Community spirit alive in Franklin

When Waiuku’s Bryan Millar returned to work on Tuesday 18 April following his Easter break with family, the last thing he expected was to see his Pioneers Wooden Toys’ workshop ransacked.

An estimated $20,000 worth of workshop machinery and power tools had been stolen over the Easter weekend.

It is not the disappointment of losing his livelihood that Bryan wants to share. Instead it is of the community spirit and support that he has received since he uploaded a post to Facebook about the burglary.

He uploaded photos of his workshop on Wednesday 19 April, which have now been shared more than 800 times all over New Zealand.

“There has been an outpouring of empathy and offers for help until the insurance comes through,” Bryan says.  “One guy, originally from Waiuku but living in Wellington, is driving up with some tools in his truck for me.”

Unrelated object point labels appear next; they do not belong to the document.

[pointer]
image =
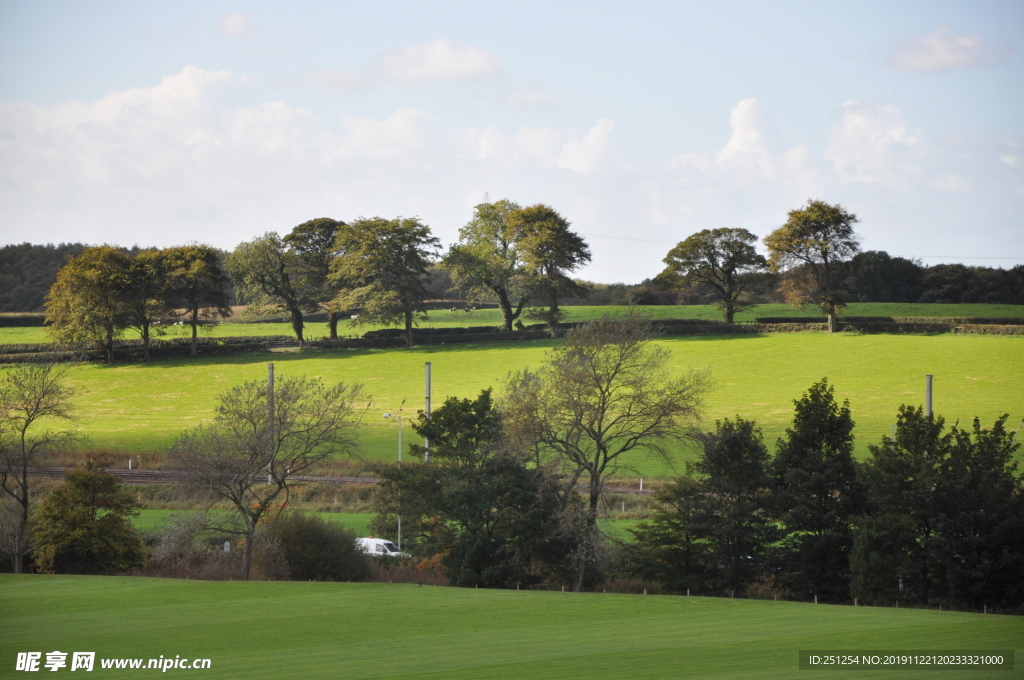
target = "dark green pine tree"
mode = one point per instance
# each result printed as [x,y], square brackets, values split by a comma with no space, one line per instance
[815,493]
[84,527]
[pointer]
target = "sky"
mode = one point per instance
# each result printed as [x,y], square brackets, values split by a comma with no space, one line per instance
[158,124]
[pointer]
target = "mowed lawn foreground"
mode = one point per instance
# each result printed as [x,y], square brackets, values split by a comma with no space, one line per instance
[320,630]
[143,407]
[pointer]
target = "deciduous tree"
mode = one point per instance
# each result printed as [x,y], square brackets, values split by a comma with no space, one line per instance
[812,245]
[86,304]
[311,244]
[733,513]
[251,462]
[487,257]
[607,391]
[946,518]
[31,396]
[816,493]
[262,271]
[723,259]
[198,284]
[550,252]
[147,298]
[84,526]
[382,267]
[485,513]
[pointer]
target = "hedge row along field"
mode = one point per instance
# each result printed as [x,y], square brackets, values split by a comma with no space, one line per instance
[143,407]
[446,319]
[324,630]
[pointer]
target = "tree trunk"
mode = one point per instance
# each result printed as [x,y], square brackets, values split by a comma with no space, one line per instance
[23,523]
[297,323]
[195,325]
[506,305]
[110,345]
[247,553]
[554,314]
[590,536]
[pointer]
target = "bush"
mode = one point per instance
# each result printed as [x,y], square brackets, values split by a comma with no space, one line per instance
[318,550]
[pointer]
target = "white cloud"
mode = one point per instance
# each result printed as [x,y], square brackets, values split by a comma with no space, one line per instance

“The community have been incredible. There are some real standout people who have come to my aid,” he says.

Dave and Larraine Pita are a perfect example. Dave, a retired cabinet maker, and his wife Larraine reached out to Bryan.

“Dave has had some tools for 45 years, and he wanted to give them to me. These things you can’t put a dollar value on,” Bryan says.  In return for Dave’s tools, Bryan will pick Dave up and bring him to the workshop where they can “just hang out and have a cup of tea.”

Bryan also credits Counties Locksmiths who responded quickly and compassionately to his situation. Even more astounding for Bryan was an offer from Jody from Samplonius Drum Company who, with his wife Katherine, offered up his workshop for Byran to catch up on orders.

“I feel overwhelmed,” Bryan says about all the positive support. “It’s restored my faith in humankind, good people and the community.”

Bryan says it was an emotional first 12 hours after the burglary. “This support is the reason I put one foot in front of the other.”

He also encouraged other business owners to make the most of SNAP, an initiative by New Zealand Police to prevent burglary and property offending, by registering important possessions with their serial numbers. This can be done at

While Bryan only took over the business two years ago, it has been around for years and despite the setback, has no plans of slowing down.

“We’ve been around for 35 years and we’ll be around for at least another 35.”

Bryan says making toys is his passion. “It’s about creating joy. When I deliver toys to kindergartens, the kids think I’m Santa. You can’t beat that feeling.”